SNCF : Borne s'interroge sur "le sens de continuer la grève une fois le texte voté"

INTERVIEW - Après l'Assemblée, le Sénat vote à son tour la réforme ferroviaire ce mardi après avoir donné des gages aux syndicats réformistes de la SNCF. La ministre des Transports Elisabeth Borne était l’invitée de LCI.

10 semaines après le début du mouvement social, et à quelques heures du vote du Sénat sur le projet de réforme de la SNCF, la ministre des Transports Elisabeth Borne était l’invitée de Audrey Crespo-Mara sur LCI,  ce mardi matin. Déterminée, elle a répété que cette réforme était faite dans "l’intérêt des Français" et que l'opposition n'avait plus de "sens".


Le texte devrait être adopté sans trop de problème, au Sénat en début d’après-midi. Bataille gagnée ? La ministre refuse cependant de crier victoire trop fort, mais estime que "cela marque une nouvelle étape importante pour la réforme". "Cette discussion au Sénat est l’occasion de confirmer le principe de la réforme, l’ouverture à la concurrence, une nouvelle organisation, mais en même temps d’enrichir le texte avec la concertation, avec les organisations qui le souhaitant. On a un texte enrichi", dit-elle.

Une réforme "enrichie dans la concertation"

Car Elisabeth Borne réfute toute volonté de passer en force. "C’est une réforme dont on a posé les grands principes au départ et qui a été enrichie dans la concertation." Elle explique qu’en effet, l’idée première d’avoir recours à des ordonnances a finalement été oubliée,  au profit de la discussion. "On nous avait suspecté de vouloir passer en force, non, le débat a eu lieu à l’Assemblée et au Sénat sur les dispositions de la loi."


Et pour la ministre, le vote de cette loi marque l’échec et la fin du mouvement social porté par les syndicats CGT et Sud-Rail. "Il faut que chacun ait conscience que la loi va être votée cet après-midi, on aura une discussion la semaine prochaine en commission mixte paritaire, pour trouver un texte commun à l’Assemblée et au Sénat (ce qui devrait être une formalité, ndlr). Quand la loi sera votée, elle s’appliquera. Quel sera le sens de continuer ce mouvement une fois qu’on a ce texte voté ?".


Car la ministre ne cesse de rappeler que cette réforme, par ailleurs plutôt soutenue dans l’opinion publique au regard des sondages, se fait dans l’"intérêt" des Français. "Chacun souhaite avoir un service ferroviaire qui fonctionne mieux", répète-t-elle. "C’est ce que porte cette réforme : un investissement sans précédent, pour avoir moins de trains en retard, sortir des ralentissements car nos concitoyens mettent plus de temps à faire un trajet qu’il y a plusieurs décennies, plus d’opérateurs, plus de trains, des trains moins cher... "

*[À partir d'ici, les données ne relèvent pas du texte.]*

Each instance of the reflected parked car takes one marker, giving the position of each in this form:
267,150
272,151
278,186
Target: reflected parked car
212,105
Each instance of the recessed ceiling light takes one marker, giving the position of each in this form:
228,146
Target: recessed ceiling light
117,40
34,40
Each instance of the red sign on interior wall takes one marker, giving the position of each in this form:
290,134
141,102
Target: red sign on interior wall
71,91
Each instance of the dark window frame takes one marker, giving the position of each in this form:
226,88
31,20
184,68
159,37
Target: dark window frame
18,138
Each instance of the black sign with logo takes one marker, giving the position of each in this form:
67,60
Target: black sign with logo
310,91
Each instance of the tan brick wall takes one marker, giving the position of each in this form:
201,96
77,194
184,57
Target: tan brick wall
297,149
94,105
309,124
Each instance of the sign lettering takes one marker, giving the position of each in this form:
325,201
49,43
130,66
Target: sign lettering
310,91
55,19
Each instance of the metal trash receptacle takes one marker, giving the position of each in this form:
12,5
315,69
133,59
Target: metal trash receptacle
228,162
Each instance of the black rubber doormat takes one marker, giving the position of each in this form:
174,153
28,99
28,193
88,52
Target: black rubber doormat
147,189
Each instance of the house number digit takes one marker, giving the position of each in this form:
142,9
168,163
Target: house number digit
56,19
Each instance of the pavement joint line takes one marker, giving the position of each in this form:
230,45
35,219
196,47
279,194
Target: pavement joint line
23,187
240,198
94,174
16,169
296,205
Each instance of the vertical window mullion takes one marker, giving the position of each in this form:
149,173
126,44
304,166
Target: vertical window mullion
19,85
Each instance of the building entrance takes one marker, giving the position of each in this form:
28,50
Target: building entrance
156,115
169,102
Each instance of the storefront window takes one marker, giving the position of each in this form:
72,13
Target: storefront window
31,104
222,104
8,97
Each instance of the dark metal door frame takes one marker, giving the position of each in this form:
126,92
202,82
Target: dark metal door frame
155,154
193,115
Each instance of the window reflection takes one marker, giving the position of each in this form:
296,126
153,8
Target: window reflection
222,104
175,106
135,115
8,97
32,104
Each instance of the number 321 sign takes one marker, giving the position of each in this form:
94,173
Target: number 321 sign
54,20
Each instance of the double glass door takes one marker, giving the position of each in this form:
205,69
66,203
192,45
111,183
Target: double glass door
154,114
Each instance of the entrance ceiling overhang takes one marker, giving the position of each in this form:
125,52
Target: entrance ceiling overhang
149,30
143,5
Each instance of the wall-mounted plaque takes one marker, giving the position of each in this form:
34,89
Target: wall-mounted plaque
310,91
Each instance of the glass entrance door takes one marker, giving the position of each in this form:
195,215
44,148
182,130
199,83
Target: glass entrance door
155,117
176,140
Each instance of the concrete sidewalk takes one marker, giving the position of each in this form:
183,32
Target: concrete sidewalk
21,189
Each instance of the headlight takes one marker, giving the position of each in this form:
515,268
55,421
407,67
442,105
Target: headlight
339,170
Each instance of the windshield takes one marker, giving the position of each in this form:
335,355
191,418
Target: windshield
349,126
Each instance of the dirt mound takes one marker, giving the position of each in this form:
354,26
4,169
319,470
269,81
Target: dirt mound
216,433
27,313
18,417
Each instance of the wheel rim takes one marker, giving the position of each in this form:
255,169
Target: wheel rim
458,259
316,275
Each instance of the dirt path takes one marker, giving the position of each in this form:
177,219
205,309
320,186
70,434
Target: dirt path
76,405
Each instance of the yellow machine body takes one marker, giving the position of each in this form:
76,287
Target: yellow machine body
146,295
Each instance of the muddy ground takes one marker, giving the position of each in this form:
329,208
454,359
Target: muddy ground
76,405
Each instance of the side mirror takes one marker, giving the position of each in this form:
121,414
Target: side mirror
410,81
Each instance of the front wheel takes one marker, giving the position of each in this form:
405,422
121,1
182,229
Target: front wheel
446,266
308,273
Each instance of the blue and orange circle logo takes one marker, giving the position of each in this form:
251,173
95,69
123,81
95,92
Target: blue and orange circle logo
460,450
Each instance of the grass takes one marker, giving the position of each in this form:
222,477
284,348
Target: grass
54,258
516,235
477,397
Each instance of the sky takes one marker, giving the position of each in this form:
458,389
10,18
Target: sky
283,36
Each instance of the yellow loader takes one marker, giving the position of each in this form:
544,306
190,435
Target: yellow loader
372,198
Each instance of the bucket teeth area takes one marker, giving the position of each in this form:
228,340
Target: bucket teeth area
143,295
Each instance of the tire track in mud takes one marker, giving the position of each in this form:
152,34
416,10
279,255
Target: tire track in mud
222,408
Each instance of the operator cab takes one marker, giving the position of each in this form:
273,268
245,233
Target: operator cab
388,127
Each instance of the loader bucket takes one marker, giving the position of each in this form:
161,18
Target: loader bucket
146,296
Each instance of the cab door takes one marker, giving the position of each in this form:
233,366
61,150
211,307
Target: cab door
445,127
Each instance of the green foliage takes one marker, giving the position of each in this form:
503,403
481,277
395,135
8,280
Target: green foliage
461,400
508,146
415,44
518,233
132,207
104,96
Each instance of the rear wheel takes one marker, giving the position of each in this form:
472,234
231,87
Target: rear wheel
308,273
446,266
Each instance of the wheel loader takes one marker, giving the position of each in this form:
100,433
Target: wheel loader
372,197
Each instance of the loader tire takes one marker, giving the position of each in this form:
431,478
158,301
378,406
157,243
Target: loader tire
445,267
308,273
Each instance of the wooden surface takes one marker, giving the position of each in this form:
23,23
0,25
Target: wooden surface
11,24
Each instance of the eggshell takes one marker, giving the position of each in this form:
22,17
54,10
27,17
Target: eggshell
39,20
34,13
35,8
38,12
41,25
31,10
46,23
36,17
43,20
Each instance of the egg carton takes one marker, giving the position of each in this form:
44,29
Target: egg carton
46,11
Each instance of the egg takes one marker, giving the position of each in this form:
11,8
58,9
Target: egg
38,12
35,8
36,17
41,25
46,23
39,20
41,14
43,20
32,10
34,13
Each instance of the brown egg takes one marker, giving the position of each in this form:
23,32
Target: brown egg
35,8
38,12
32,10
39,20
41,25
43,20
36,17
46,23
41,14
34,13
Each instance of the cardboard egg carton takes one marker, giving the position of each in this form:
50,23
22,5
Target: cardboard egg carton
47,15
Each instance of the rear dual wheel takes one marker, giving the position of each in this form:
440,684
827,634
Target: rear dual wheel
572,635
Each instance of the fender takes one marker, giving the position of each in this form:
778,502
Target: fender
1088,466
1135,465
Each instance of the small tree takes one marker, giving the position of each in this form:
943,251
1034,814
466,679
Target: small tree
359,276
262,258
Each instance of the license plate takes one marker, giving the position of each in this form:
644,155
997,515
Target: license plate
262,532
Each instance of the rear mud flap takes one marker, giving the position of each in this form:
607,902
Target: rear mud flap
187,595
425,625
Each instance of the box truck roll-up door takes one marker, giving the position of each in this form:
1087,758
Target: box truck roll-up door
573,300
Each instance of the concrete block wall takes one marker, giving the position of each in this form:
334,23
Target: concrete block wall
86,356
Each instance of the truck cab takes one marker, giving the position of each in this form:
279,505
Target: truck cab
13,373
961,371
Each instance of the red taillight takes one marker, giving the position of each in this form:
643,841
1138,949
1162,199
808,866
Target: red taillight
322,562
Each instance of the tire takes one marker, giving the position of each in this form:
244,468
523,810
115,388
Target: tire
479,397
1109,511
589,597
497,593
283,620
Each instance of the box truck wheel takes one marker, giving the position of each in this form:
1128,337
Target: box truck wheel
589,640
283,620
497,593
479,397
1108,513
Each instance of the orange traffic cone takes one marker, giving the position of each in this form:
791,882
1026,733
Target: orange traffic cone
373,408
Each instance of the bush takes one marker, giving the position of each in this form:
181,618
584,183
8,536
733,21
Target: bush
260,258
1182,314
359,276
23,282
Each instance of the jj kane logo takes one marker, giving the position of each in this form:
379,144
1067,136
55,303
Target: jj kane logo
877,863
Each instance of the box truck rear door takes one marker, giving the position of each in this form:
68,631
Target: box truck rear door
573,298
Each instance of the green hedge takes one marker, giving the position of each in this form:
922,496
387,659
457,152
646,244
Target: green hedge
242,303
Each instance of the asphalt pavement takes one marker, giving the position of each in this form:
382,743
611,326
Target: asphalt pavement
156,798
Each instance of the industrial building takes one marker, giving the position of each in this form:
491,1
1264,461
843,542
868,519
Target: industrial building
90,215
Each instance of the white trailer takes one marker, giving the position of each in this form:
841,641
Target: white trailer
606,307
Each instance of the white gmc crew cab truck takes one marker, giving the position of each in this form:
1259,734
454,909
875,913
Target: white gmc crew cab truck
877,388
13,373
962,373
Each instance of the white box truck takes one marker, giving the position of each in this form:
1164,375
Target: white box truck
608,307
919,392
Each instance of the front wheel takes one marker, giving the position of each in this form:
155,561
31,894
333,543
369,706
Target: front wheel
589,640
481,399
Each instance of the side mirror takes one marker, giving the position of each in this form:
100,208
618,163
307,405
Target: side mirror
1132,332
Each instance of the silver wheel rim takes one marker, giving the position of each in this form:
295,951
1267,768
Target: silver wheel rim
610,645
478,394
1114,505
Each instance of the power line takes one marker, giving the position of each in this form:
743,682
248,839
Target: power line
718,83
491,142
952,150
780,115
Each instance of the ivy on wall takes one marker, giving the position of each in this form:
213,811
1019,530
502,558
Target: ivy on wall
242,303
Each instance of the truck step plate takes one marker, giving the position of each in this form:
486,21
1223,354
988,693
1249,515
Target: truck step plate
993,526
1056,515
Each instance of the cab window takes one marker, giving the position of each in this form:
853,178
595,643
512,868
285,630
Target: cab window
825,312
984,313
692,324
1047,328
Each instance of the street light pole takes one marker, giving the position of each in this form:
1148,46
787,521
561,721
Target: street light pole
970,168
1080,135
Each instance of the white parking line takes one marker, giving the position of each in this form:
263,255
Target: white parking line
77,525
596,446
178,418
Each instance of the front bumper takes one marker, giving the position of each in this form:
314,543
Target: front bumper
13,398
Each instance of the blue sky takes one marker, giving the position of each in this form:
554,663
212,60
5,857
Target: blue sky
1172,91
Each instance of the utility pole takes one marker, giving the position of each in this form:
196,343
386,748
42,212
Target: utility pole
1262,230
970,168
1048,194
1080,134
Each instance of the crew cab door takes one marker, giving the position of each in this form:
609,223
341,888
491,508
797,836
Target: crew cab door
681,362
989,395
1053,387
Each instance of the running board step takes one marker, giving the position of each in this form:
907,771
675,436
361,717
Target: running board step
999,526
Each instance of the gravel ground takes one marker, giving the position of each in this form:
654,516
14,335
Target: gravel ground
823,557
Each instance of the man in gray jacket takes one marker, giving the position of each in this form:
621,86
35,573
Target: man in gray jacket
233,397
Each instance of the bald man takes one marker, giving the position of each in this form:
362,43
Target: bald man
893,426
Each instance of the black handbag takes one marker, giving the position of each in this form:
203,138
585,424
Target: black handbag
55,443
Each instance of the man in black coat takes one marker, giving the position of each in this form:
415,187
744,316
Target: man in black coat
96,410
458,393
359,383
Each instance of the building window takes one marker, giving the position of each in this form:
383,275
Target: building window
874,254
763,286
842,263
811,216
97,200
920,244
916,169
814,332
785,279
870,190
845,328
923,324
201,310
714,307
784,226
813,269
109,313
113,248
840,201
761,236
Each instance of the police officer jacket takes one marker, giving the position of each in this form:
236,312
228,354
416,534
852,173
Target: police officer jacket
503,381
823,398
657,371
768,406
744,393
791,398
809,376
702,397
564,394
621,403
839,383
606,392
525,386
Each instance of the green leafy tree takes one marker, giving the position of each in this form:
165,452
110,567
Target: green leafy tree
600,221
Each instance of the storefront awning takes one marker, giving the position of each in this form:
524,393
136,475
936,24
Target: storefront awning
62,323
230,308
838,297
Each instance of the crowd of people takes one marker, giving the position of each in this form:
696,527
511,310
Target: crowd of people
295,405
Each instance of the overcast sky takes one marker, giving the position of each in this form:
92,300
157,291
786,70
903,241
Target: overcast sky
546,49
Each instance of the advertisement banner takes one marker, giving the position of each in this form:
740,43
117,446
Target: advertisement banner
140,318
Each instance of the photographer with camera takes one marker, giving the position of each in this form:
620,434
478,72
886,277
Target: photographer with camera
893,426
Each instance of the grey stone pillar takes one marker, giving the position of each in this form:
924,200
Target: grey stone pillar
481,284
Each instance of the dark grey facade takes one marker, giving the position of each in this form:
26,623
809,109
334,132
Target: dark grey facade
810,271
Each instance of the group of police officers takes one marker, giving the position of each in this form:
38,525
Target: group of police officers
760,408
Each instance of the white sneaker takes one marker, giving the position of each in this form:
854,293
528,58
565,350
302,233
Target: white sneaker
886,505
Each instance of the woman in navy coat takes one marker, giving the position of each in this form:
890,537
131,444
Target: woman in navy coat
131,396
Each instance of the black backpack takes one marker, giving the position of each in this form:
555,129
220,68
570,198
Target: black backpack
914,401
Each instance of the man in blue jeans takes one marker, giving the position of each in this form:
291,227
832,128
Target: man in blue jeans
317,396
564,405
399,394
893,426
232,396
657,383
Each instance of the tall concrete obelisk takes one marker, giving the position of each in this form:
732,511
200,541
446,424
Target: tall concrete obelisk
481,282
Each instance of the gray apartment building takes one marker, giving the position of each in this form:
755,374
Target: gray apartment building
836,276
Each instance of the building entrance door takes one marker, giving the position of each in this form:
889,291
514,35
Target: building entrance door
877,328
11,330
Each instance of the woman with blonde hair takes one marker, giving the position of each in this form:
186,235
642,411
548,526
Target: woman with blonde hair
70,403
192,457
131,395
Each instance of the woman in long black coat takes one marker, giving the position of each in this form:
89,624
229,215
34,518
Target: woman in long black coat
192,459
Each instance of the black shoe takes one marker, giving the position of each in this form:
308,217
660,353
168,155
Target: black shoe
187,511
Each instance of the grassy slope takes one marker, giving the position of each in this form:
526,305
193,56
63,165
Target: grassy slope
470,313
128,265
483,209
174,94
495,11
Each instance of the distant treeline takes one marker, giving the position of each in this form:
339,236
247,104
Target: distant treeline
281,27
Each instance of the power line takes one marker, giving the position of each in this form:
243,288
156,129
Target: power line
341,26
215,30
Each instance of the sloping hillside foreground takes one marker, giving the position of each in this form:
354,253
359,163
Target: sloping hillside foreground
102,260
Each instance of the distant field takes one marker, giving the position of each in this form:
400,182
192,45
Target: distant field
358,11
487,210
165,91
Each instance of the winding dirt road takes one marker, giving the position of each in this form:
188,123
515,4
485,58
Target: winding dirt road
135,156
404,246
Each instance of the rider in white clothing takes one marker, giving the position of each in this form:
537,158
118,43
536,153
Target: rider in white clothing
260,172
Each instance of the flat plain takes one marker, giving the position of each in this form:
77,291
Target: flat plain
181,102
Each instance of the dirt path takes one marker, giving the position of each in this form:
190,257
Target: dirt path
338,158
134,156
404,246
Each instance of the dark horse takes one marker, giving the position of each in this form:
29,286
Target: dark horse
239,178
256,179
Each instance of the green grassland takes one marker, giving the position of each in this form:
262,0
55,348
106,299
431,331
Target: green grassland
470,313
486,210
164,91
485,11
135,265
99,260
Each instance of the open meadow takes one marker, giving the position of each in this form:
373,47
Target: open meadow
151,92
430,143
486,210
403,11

Quel est le sens d’appeler à un durcissement du mouvement ?Elisabeth Borne

Le front syndical s'est divisé : la CFDT et l’Unsa ont choisi de discuter, la CGT et Sud-Rail restent sur leur garde. La ministre salue les syndicats réformistes : "Ces discussions ont été très utiles, pour apporter de garanties supplémentaires aux cheminots. On a renforcé le principe de volontariat, on l’a privilégié et conforté, on a pu donner des garanties sur la rémunération des salariés s’ils doivent passer chez un autre opérateur, on a posé un principe d’unité sociale pour les salariés, la mobilité dans tout le groupe." A l’inverse, elle dénonce la position de la CGT et Sud-Rail : "Quand on a un gouvernement qui s’engage en reprenant une partie de la dette, qui annonce qu’il veut relancer le fret ferroviaire, investir comme on ne l’a jamais fait, quel est le sens d’appeler à un durcissement du mouvement ? J’appelle chacun à prendre ses responsabilités." 


Pour elle, les opposants agitent d’ailleurs un faux discours, notamment, sur la question de la privatisation. "Je pense qu’on peut choisir de ne pas parler de la réforme, et c’est ce que certains ont fait. Dès le départ, le gouvernement a dit ce qu’il voulait, alors je trouve ça un peu curieux qu’on nous suspecte d’avoir des projets cachés. On a été clair dès le départ, la SNCF est une entreprise publique, elle reste publique. Il n’y a pas un groupe ni à Assemblée ni au Sénat qui ne souhaite la privatisation de la SNCF. C’est inscrit dans la loi." Pour elle, certaines figures, comme Jean-Luc Mélenchon, "ne sont pas en train de parler de la SNCF, mais de faire un combat politique, en train de rejouer le deuxième tour de l’élection présidentielle."